A fellow cast member on The Big Doll House told her that “it’s only a B-picture – you don’t have to work that hard.” Yet Grier has brought the same commitment to most of the 100-plus roles she’s played, even when the project was patently ridiculous. Take the 1972 science-fiction horror The Twilight People. The cinema marquees of the day put it best: “Half Beast … All Monster! Pam Grier as the Panther Woman!” She chuckles at the memory. “They told me: ‘You’ll be playing a part-panther.’ I said: ‘I’ll take it!’ You’ve got Godzilla and King Kong, and now here I am playing the panther woman. I’m in good company!” She pauses for a second. “I still have the teeth somewhere … ”
All the tomfoolery and gaudiness of those early pictures hid a serious purpose, she says. Audiences were “hungry for a female action hero”, just as Black actors were sick of being cast as “nannies and maids”. Looking back, she notes that “there were not many opportunities for people of colour. You had to create jobs and careers.” Black culture was not merely hard won but liable to be overlooked or eradicated.
“When Richard Pryor was writing Blazing Saddles with Mel Brooks, he asked me: ‘Were there really Black people in the west?’ I said: ‘Hell yeah!’ It wasn’t taught in schools but there were Black rodeos, Black cowboys. We weren’t in the history books; we were erased because we didn’t matter, and it would only arouse hostility from the people who didn’t want to share the narrative, or the historic winnings, of building this country.” There is a direct line, she explains, from that history of erasure to her choice of roles. “I felt it important for women of colour not to be invisible any more.”
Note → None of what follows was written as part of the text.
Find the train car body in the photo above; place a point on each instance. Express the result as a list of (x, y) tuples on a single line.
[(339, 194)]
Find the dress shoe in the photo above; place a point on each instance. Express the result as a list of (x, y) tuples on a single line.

That they aren’t is partly down to Grier. Her early work is justly celebrated, and recognised as part of the Black cinema canon. The reputation of Jackie Brown – which turns 25 this year – continues to rise. And her memoir, which details everything from the childhood sexual abuse she suffered at the hands of boys in her neighbourhood to her turbulent romances with the likes of Pryor and the basketball star Kareem Abdul-Jabbar, is being adapted for television after several faltering attempts to turn it into a film. Casting is about to begin. “We just have to find the right foot for the shoe,” she says.
In recent years, she has been whooping it up in comedies such as Poms (ageing cheerleaders!) and Bad Grandmas (grannies hide a dead body!). To those wondering what there could possibly be left for her to do, she has news: “I just made a film about a zombie apocalypse,” she announces, referring to the forthcoming As We Know It. The publicist is trying to wrap up our conversation and hustle her on to the next appointment, but Grier isn’t having any of it.
“I want to play a zombie,” she continues. “I want to drop an arm or leg in a driveway. Have you ever seen a zombie ride an escalator? No! They stand there hypnotised by the moving steps. We can live with them, OK? Half-zombies, I mean, not full ones. All they want is to drink at the bar. They’ve got to learn to pay with money, not some half-eaten corn cob … ” Who knows where she’s going with all this? Only a fool, however, wouldn’t want to find out.
The Pam Grier: Foxy, Fierce and Fearless season runs at BFI Southbank, London, until 4 October. Jackie Brown is back in cinemas across the UK from 16 September.